Si bien Rodolfo era uno de mis compañeros ansiosos por reeditar el viaje de fin de curso a Bariloche, había abrigado siempre hacia él un sentimiento de hermandad. Esto era sobre todo porque si yo presentaba una avanzada calvicie que atacaba la región frontal de mi cabeza en forma de tenazas, liberando un jopo que nunca sabía cómo resolver al peinarme, por lo que lo dejaba suelto al viento para que se moviera como algas marinas, Rodolfo tenía el pelo lleno de canas. Tantas como si esos cabellos blancos fueran los habitantes originales, y los negros los que en realidad habían comenzado a asomarse furtivamente cuando recién entraba en la veintena de años. Por lo que decidí, luchando contra mi apatía, seguirlo hasta las dos chicas teniendo cuidado de no derramar cerveza del vaso de litro que tenía en la mano.

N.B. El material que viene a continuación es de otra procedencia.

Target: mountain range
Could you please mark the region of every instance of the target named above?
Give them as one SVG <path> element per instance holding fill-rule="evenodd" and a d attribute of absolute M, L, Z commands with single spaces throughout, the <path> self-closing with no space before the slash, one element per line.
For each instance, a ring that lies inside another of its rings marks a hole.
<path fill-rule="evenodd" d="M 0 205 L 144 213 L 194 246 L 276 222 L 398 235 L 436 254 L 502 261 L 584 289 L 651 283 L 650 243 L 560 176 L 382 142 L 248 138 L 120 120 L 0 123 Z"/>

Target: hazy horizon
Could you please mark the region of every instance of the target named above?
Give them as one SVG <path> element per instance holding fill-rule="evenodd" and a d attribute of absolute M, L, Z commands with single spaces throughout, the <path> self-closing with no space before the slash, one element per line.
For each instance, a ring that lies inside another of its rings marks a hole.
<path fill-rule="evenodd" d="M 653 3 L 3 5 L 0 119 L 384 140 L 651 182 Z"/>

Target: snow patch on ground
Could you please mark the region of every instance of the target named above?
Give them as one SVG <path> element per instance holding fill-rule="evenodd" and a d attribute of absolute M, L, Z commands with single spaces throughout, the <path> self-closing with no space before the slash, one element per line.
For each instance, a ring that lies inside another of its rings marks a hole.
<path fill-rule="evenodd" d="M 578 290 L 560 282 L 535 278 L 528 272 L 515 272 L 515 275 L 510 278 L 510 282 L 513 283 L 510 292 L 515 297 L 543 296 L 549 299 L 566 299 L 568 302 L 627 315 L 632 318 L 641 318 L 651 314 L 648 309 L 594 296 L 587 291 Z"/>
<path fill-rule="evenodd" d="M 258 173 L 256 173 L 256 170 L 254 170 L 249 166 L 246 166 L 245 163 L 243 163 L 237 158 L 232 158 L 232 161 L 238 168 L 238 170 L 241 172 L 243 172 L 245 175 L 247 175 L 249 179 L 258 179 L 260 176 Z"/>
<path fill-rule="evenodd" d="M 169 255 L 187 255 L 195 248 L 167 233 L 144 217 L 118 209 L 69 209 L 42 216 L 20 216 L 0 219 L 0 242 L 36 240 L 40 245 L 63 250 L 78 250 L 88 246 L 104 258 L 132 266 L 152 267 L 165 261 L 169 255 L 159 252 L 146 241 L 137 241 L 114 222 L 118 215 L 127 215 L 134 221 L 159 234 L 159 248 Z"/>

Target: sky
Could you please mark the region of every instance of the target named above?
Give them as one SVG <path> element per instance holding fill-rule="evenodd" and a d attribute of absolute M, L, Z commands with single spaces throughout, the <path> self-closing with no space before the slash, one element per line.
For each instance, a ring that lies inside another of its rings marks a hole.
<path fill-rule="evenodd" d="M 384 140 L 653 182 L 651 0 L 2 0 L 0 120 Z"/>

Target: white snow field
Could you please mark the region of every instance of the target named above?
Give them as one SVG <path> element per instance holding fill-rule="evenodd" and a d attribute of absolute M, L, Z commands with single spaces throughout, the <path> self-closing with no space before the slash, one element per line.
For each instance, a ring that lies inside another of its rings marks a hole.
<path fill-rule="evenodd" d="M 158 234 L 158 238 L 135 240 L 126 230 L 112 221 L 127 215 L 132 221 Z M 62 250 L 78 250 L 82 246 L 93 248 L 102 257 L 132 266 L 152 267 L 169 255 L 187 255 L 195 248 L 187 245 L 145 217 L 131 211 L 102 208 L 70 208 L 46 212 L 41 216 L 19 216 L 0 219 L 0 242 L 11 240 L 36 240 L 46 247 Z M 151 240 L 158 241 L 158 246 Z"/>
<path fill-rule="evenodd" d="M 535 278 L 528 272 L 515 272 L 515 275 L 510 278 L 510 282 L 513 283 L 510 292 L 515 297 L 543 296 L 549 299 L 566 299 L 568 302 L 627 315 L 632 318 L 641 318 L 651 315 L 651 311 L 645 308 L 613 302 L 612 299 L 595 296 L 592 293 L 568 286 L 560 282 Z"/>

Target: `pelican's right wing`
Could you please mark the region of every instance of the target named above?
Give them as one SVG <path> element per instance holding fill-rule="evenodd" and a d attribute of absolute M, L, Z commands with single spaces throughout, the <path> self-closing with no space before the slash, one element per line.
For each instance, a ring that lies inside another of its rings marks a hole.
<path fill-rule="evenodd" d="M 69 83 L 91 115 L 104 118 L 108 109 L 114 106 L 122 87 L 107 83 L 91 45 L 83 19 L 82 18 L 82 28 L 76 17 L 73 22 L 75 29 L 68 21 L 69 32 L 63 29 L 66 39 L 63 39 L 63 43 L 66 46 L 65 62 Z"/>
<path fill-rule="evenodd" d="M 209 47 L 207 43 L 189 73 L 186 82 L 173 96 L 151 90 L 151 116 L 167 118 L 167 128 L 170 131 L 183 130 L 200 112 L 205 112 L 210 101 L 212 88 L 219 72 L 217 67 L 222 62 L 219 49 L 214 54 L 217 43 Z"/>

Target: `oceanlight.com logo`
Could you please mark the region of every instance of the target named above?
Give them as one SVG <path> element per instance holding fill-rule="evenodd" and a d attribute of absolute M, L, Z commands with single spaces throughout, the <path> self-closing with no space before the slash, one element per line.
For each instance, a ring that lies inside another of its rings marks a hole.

Dejé que Rodolfo se encargara de todo, mientras yo apenas sonreía a la espera de la oportunidad de insertar algún chiste en la conversación. De tan cerca, descubrí que más que a un setter, y en la medida en que es posible y lícito establecer comparaciones entre mujeres y perros, la chica hermosa se parecía, especialmente en el rostro, más bien a un cocker, ya que tenía rasgos sutiles y aniñados más que angulosos: una boca clásica en forma de corazón pintada de rojo, nariz pequeña y redondeada, y ojos dulces aunque un poco embrutecidos por el rimmel. Pero mi posible chica no estaba mal: un poco más baja que su amiga, morena de pelo y piel, tenía como principales virtudes unos ojos enormes y curiosos que miraban de abajo hacia arriba y una boca de labios gruesos que se expandían en forma horizontal. Por el momento, era ella la que hablaba con Rodolfo, en un tono de voz grave que subía cada vez más y que parecía siempre a punto de quebrarse en una nota aguda. Y se notaba que años de amistad, boliches y fiestas con la chica cocker la habían obligado a desarrollar una personalidad explosiva para no quedar tan rezagada.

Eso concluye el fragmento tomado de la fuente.